The former abattoir can hold 2,000 pallets of stock at -18C and is powered by a German designed and manufactured ammonium refrigeration compressor. Freon gas is used in the cool-rooms but “the ammonium system is far more effective and efficient at getting the temperatures very low, very quickly, plus, ammonium is absorbed into the atmosphere as opposed to freon which damages the ozone-layer”, Mr Madden said.
Madden’s also have been transporting cherries from orchards at Young to Mascot for air-freight export. “Last year, one orchard exported 130 pallets but, due to cold conditions in spring, the pollination was down so, only 30 pallets have gone”, Mr Madden said.
Having a yarn with Tony Madden is more informative than listening to a local news broadcast as he has eyes and ears everywhere due to his trucks and drivers constantly on the move. “Each truck travels at least 220,000 kms each year so we keep up to date with what’s going on in many locations”, he said.
“This year’s stone-fruit season is pretty good and the plums are outstanding so the orchardists are telling me”.
“With the freight export capacity from Canberra Airport now operational we see huge opportunities for growers and manufacturers around here. There is minimal traffic getting to the (freight) apron and we can actually undertake the Australian Quarantine and Inspection Service checks at our depot so there are no delays between here and loading straight into the ‘planes.
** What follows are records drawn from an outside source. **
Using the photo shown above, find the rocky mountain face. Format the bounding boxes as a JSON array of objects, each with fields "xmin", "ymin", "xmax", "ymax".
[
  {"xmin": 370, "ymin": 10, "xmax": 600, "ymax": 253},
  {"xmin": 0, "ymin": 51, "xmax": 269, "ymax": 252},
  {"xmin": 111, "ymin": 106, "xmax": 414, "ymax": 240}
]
It’s exciting to think produce can be in Singapore by breakfast the next morning”.
“A cherry orchard near Wombat was recently purchased by a Chinese family and the produce is going straight to Beijing (via Sydney) so the international connections are getting stronger around Harden”, Mr Madden concluded.
If you live in the southern half of NSW, it is likely you have eaten food carried by Madden’s Refrigerated Transport as they service dozens of supermarkets,every day.